Many companies in America’s oil patch already were already struggling when the coronavirus came around. Investors are worried some won’t pull through.
U.S. benchmark crude prices started the year strong, rising sharply in tandem with stock markets on trade-deal optimism and geopolitical jitters, but then lost over a fifth of their value and dipped below $50 a barrel for the first time in more than a year.
A brief slump on scary headlines wouldn’t put much of dent in producers’ bottom lines, but top exporter Saudi Arabia was spooked enough about a prolonged hit to call an emergency meeting of oil producers.
Oil prices are still at twice their early 2016 nadir and U.S. production is at a record.
Brent crude oil futures
U.S. field production of crude oil
Sources: FactSet (prices); U.S. Energy Information Administration (production)
Many analysts share their concern. Citigroup had just raised its expectations for benchmark Brent crude prices for the first quarter from $64 a barrel to $69. This week, they slashed them by $15 a barrel to $54 for the first quarter and to $50 for the second quarter. For companies in the already sputtering shale patch, that kind of price drop could be the difference between a modest profit and burning cash sorely needed to service debt. Next month will see a twice-yearly redetermination of energy companies’ borrowing limits by banks that is based on the prices of energy futures.
“If there’s a truly substantial decline in demand with no corresponding cut to supply, then the pace of bankruptcies will accelerate,” predicts Charles Beckham Jr., a Houston-based partner at Haynes and Boone who specializes in restructuring. “We are seeing far less patience among energy investors.”
The oil market is more accustomed to dealing with supply shocks than collapses in demand. While strategic reserves can ease shortages, even the most eager Fed chairman or Treasury secretary can’t create demand for a million barrels of oil a day by pushing a button—not that they would agitate for higher pump prices anyway.
China is by far the largest importer of crude and it was expected to account for about one-third of the world’s demand growth this year. Its draconian quarantines and public panic have changed that trajectory.
But oil prices are still at twice their early 2016 nadir. As jarring as its recent plunge might seem, the longer-term slide in natural gas is more of a problem says Rob Thummel, senior portfolio manager at energy specialist Tortoise Capital Advisors. Earlier this month, credit-rating firm Moody’s downgraded the debt of EQT Corp., North America’s largest gas producer, to junk status. Even low-cost champ Cabot Oil & Gas Corp. said on Tuesday that it will throttle back spending for “as long as this lower price environment persists.”
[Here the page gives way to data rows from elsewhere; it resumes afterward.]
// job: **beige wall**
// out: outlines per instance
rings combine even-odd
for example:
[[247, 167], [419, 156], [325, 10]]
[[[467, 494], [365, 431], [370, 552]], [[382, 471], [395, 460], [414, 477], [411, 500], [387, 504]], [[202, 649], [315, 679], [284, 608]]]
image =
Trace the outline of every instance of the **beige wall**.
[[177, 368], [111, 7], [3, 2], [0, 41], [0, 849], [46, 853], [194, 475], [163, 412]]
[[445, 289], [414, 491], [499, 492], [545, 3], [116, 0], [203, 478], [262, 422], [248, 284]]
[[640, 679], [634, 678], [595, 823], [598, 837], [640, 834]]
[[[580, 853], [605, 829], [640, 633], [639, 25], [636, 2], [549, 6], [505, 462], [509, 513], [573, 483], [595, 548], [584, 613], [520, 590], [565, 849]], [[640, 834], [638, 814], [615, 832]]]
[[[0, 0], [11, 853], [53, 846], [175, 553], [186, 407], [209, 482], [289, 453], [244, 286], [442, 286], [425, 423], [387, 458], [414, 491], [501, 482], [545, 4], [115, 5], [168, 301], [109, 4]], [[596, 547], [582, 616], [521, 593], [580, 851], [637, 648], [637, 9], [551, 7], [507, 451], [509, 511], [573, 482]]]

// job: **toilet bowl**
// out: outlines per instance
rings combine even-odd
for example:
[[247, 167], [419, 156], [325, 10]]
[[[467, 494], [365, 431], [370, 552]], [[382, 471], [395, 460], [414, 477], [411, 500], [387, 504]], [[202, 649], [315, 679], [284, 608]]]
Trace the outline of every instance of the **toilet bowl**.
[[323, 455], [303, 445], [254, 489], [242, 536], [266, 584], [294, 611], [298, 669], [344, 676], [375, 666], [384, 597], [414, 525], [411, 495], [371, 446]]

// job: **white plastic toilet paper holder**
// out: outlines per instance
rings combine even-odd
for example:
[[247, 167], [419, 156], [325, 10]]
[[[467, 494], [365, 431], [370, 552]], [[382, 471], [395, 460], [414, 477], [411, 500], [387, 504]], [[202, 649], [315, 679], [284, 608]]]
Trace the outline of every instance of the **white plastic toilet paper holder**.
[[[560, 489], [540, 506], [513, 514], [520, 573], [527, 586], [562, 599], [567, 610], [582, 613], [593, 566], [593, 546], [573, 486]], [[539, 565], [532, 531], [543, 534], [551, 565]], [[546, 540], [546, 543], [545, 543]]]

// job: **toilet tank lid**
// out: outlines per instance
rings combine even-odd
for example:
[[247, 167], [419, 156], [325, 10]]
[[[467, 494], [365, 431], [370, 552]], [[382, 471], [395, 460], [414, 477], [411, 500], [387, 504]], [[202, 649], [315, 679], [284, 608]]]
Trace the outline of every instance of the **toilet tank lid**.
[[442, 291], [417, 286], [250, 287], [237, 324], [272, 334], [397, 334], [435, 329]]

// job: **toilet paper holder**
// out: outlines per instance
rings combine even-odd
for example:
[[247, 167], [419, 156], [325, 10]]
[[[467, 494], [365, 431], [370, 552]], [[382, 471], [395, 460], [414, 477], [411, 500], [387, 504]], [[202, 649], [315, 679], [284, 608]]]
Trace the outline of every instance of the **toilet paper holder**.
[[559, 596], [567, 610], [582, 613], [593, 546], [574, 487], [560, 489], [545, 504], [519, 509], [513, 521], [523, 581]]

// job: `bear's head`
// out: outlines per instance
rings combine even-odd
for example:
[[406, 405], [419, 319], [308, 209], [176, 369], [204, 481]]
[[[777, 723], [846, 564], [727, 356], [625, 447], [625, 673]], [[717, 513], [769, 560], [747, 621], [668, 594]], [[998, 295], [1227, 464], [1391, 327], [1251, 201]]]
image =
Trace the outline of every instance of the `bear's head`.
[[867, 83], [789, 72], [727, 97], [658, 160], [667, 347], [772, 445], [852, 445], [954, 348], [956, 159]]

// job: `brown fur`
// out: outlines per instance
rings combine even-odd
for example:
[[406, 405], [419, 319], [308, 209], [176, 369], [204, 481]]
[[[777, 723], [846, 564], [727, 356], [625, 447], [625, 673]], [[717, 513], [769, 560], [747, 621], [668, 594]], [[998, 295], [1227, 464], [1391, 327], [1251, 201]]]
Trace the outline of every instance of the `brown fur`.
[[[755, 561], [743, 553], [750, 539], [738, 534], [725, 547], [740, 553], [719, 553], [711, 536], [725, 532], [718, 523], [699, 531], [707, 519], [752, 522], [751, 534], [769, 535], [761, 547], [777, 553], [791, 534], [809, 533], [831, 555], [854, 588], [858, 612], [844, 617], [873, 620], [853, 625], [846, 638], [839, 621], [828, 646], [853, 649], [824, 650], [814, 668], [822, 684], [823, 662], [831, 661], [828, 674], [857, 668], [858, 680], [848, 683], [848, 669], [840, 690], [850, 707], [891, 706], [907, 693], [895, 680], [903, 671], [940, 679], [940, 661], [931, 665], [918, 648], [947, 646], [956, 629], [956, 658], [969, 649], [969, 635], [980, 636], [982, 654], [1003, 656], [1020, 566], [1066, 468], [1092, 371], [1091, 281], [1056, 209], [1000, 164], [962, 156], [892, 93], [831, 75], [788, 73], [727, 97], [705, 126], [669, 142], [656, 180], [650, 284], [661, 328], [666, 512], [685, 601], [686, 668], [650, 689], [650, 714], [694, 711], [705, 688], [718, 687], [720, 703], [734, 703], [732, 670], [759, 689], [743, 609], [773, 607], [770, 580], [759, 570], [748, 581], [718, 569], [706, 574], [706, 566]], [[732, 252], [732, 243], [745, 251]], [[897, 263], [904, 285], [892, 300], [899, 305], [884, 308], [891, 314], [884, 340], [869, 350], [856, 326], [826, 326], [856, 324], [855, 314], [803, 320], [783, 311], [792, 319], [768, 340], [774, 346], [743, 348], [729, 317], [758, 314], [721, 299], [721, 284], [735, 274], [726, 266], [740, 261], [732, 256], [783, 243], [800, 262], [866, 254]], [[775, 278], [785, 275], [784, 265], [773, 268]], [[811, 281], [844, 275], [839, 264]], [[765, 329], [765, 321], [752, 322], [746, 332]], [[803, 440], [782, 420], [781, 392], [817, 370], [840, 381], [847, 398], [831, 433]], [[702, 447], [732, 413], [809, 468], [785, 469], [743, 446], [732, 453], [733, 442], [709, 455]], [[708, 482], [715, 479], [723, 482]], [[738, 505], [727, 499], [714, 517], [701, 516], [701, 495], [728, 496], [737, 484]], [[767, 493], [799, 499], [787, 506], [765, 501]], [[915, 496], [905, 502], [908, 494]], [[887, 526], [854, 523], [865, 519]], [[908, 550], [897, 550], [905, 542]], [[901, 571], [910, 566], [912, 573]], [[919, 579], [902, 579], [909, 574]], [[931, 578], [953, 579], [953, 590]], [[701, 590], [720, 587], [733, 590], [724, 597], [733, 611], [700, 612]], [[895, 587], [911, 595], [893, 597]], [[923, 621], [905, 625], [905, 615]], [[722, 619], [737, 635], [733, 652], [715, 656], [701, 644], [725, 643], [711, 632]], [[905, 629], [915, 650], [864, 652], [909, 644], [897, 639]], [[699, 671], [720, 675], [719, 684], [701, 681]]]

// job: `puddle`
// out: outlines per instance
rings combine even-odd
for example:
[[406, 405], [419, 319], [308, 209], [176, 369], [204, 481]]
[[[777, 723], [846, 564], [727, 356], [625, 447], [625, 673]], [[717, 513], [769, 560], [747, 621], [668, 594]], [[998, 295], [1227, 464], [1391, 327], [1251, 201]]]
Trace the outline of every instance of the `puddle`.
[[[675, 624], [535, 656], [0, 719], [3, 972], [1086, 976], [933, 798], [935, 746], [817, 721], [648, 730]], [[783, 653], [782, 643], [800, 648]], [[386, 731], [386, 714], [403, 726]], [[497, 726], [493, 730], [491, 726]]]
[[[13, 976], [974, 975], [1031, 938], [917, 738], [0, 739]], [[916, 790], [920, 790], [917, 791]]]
The benchmark U.S. Henry Hub gas futures price was already near a multidecade trough. As the hit to Asian growth prospects sank in, a key price for liquefied natural gas in East Asia hit an all-time low this week—too cheap to make spot cargoes from the U.S. profitable.
There were 37 oil and gas bankruptcies in the North American hydrocarbon sector in the final three quarters of 2019 compared with just 15 in the preceding three quarters according to Haynes and Boone. Among those filing was Weatherford International, once one of the largest oil-field-service firms in the world. Other big service providers, while not near bankruptcy, are shadows of their former selves. Industry leader Schlumberger was one of the most valuable companies on the planet. Now the S&P 500’s entire energy sector is worth less than either Apple Inc. or Microsoft Corp. alone.
More companies could fall over the edge—long-troubled Chesapeake Energy Corp , for example, has seen a sharp rise in the cost of credit protection -- but Tortoise’s Mr. Thummel doesn’t agree that a coronavirus-led slump alone will spur a rash of bankruptcies. And if it does, the sector’s dire financial health won’t necessarily translate into a prolonged decline in actual oil and gas coming out of the ground. Back in 2016, when there were 70 bankruptcies, firms being restructured kept on pumping during restructuring. U.S. oil production didn’t peak until nine months after prices did and it rebounded seven months after prices started to recover.
That is good news for motorists, but not necessarily for investors. Drillers have shown an uncanny ability to expand even as the people putting up the cash have suffered. Since 2008, U.S. oil production is up 150% and gas production is up 70% while the S&P Oil & Gas Exploration subindex has had a return of negative 24%. Two major busts have left many lenders high and dry, including Saudi Arabia’s deliberate move to crush the U.S. shale juggernaut back in 2014.
If that didn’t work, then even a nasty global health emergency probably won’t in 2020. But it will leave a mark.